Reputation: 32226
How do I extract the value from a list? For e.g.
df = pd.DataFrame([[0, 4, 'Abc', 456, '[45.55%]'],
[2, 5.2, 'abc', 5, '[34.54%]'],
[0.2, 6, 'xyz', 65, '[12.21%]'],
[3, 4.1, 'Xbc', 23, '[99.12%]']], columns=['start', 'end', 'name','body_mass', 'budget'])
I can use the string replace function as shown below. But I am looking for a better solution.

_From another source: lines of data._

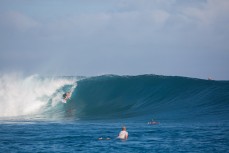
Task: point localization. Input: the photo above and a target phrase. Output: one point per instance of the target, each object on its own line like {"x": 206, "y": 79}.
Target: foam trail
{"x": 28, "y": 95}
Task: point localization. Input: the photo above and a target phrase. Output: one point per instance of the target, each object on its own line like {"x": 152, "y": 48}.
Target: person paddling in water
{"x": 123, "y": 134}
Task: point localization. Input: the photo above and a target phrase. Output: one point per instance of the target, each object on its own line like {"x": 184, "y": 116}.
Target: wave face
{"x": 150, "y": 96}
{"x": 116, "y": 97}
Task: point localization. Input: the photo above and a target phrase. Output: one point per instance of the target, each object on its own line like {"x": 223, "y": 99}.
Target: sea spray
{"x": 29, "y": 95}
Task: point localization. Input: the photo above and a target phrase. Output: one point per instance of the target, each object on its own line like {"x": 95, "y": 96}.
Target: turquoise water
{"x": 193, "y": 114}
{"x": 66, "y": 136}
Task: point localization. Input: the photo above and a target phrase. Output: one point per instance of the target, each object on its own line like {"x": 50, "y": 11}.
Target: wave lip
{"x": 21, "y": 96}
{"x": 164, "y": 97}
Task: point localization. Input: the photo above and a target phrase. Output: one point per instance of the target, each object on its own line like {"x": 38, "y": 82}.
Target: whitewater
{"x": 193, "y": 113}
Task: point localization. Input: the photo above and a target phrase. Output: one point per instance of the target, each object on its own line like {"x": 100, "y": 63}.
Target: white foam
{"x": 28, "y": 95}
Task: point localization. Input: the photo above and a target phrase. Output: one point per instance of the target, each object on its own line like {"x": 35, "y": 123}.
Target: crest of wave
{"x": 21, "y": 95}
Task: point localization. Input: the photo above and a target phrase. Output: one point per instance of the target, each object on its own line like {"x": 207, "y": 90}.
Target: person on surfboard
{"x": 66, "y": 96}
{"x": 123, "y": 134}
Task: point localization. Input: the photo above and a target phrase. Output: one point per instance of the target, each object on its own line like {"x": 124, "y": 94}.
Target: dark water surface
{"x": 82, "y": 136}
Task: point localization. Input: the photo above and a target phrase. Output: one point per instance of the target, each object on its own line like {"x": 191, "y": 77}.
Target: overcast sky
{"x": 125, "y": 37}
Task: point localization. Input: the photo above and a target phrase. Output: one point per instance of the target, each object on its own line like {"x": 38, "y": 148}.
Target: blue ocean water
{"x": 192, "y": 113}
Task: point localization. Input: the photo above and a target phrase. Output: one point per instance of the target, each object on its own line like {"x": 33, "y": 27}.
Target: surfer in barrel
{"x": 153, "y": 122}
{"x": 123, "y": 134}
{"x": 66, "y": 96}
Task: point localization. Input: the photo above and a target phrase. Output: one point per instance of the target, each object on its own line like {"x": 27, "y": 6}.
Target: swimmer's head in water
{"x": 124, "y": 128}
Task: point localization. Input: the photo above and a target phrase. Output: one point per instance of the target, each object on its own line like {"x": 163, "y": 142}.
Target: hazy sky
{"x": 124, "y": 37}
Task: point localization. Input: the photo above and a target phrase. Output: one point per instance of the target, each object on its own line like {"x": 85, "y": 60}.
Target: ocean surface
{"x": 192, "y": 114}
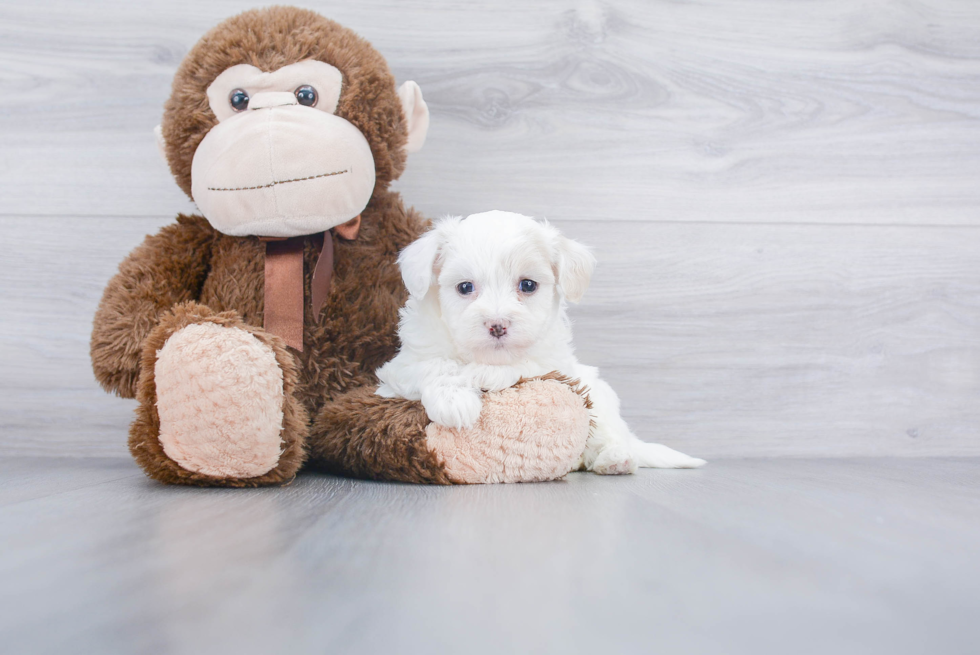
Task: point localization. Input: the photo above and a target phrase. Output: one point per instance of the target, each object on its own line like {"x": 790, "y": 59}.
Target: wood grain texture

df.budget.str.replace('[', '').str.replace(']', '').str.replace('%', '').astype(float)
0 45.55
1 34.54
2 12.21
3 99.12
Name: budget, dtype: float64
There is only 1 item in the list, if that matters.
Upvotes: 1
Views: 65
Reputation: 32226
Using Regular Expression:
df.budget.str.extract('(\d*\.?\d+)').astype(float)
Upvotes: 1
Reputation: 164843
This is a different way using pd.Series.str.replace
to remove %, ast.literal_eval
to convert string to list, and operator.itemgetter
to extract first item.
from ast import literal_eval
from operator import itemgetter
df['budget'] = df['budget'].str.replace('%', '')\
.apply(literal_eval)\
.apply(itemgetter(0))
print(df['budget'])
0 45.55
1 34.54
2 12.21
3 99.12
Name: budget, dtype: float64
Alternative method using regular expression:
import re
pattern = '|'.join([re.escape(i) for i in ('%', '[', ']')])
df['budget'] = df['budget'].str.replace(pattern, '')\
.astype(float)
Upvotes: 1
Reputation: 2322
df['budget']=df.budget.str.replace('[', '').str.replace(']', '').str.replace('%', '').astype(float)
this will replace the whole column in your dataset
Upvotes: 0